A Guest Review by Aunt Lynn
After closing his bar one night, Dave Johnson rescues Kyle, who is on the run after witnessing the murder of a federal agent in San Francisco. Dave knows Kyle is trouble but can’t help falling in love; Kyle loses his heart but fears he’s bringing danger to Dave’s doorstep. When Kyle’s pursuers close in, the two men are at an impasse. They can either separate and live in safety and loneliness, or find a way to stay alive and together.
Beyond the Norm is the first book by Shawn Lane published by Dreamspinner Press. I generally enjoyed this mostly quiet, gentle, predictable tale, but not without several niggles. It’s one of those stories where I got to the end and said to myself “Well, that was okay;” there isn’t anything horrendously wrong with it — the writing was fine, the characters developed and sympathetic, the plot generally believable, the pacing pretty even — but it isn’t one that wowed me, nor did I think it sucked lemons. Books like this are also some of the most difficult for which to write reviews.
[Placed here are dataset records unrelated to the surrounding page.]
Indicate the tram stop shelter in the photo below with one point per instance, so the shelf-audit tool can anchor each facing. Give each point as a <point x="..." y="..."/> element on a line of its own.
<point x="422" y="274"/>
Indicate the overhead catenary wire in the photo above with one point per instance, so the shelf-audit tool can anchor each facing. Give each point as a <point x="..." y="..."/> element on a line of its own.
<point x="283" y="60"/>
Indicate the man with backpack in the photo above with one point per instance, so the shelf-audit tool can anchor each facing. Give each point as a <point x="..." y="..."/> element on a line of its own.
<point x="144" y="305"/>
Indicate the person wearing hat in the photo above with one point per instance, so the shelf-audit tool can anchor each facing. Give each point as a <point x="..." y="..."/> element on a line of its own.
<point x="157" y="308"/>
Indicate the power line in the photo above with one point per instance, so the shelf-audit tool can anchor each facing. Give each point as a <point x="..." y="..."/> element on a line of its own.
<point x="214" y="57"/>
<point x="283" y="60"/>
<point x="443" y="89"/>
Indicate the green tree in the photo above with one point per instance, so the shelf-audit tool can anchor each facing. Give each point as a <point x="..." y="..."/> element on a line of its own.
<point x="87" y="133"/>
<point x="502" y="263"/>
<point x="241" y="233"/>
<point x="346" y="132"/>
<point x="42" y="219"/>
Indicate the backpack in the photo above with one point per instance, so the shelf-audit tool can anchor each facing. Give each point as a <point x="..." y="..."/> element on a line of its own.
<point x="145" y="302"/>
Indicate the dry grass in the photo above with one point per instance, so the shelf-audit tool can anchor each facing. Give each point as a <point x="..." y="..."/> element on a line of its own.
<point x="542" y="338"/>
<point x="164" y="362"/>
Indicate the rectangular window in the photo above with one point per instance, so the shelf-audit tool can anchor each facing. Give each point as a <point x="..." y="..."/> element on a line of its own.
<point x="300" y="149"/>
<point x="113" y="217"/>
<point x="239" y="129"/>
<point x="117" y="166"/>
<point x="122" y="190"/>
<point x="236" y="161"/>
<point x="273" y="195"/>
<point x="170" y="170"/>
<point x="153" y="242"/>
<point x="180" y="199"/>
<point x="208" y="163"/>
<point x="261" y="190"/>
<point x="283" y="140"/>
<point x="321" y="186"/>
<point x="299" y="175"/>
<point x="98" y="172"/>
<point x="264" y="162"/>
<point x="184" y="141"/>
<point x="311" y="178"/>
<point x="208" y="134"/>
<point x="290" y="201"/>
Told in alternating third-person POVs, the tale opens with bar-owner Dave closing up in the pouring rain, only to find two guys beating up a third in the parking lot. After saving the beautiful, young Goth Kyle, he takes Kyle home for tending. Though grateful for the warmth, food and shelter Dave provides, it’s obvious that Kyle is on the run from someone or something, and he remains closed-lipped about it. The two hit it off immediately and soon there are deeper feelings involved, making it difficult for Kyle to leave when he feels it’s time; after all, what is after him could endanger Dave, too. It’s taken out of his hands, however, and decisions need to be made that would affect both of their futures.
First thing first: I am not a writer or in the publishing industry, but the blurb contains what I feel to be a big spoiler and am surprised it was included. I picked up the book not reading the blurb first, so the “witnessing the murder of a federal agent” part came as sort of a surprise to me (I suspected something of the kind, but not the specifics). I would have thought that it is an aspect of the story that should have been kept under wraps. But that’s just me, perhaps.
I liked both protags — “nineteen and three-quarters” Kyle the Goth guy and biker-ish nice guy Dave — and thought they were a good match. I didn’t feel that it was the “opposites attract” story that others feel that it is as both heroes are on the fringes in some way. It isn’t as if Dave is some high-power business man or judge or something, and being with a Goth would be so outrageously odd to those around him that they would have incredible barriers to get past to be together. Because that kind of tension and conflict isn’t present, it makes it a gentler story, which was fine with me. I also felt both characters grew during the course of the story, which is always a good thing.
Dave has the opportunity to take care of and protect someone, something I think he never felt like he wanted before. He jumps right in, though it’s obvious that he’s a little uncomfortable and embarrassed by it at first. The story mostly takes place in the few weeks around Christmas, and how he acts in preparation for the holiday as someone with a Jewish mother and agnostic father is sweet to watch. He also bends over backwards to let Kyle be who he is and, outside of Kyle’s smoking habit, more than encourages him to be who he is. Recognizing that Kyle could bolt any moment, Dave doesn’t push him for answers, even though he could have.
Kyle as a spirited young man on the run who had a difficult life as a teen and a secret from his recent life to keep felt realistic to me. I liked that he wanted to make some improvements in himself with Dave’s encouragement. His internal conflict over wanting to have a normal, stable, reliable home and relationship and wanting to keep Dave safe was heartbreaking to watch at times.
There was a good amount of chemistry between them and they seemed suited in the bedroom where I found the generous amount of smexxin fairly tame, even with the inclusion of some bondage/restraint.
A few issues:
I had difficulty believing that Dax, the federal agent Kyle witnessed being murdered, would bring Kyle, a fifteen-year-old homeless street kid, into the situation he was in — for years — with Kyle not leaving for some reason that I didn’t feel was explained fully. It seemed highly unprofessional and unrealistic and it bothered me as I read through the story.
The last part of the book felt a bit convenient and contrived to me, but unfortunately, explaining it would include spoilers. I’ll just say that, beginning with the evening where the dramatic climax began, it all wrapped up a bit too neatly and quickly for me.
Beyond the Norm is, even with the few issues I had, a generally pleasant read with interesting characters that I think those looking for a contemporary romance will like and Shawn’s fans will love.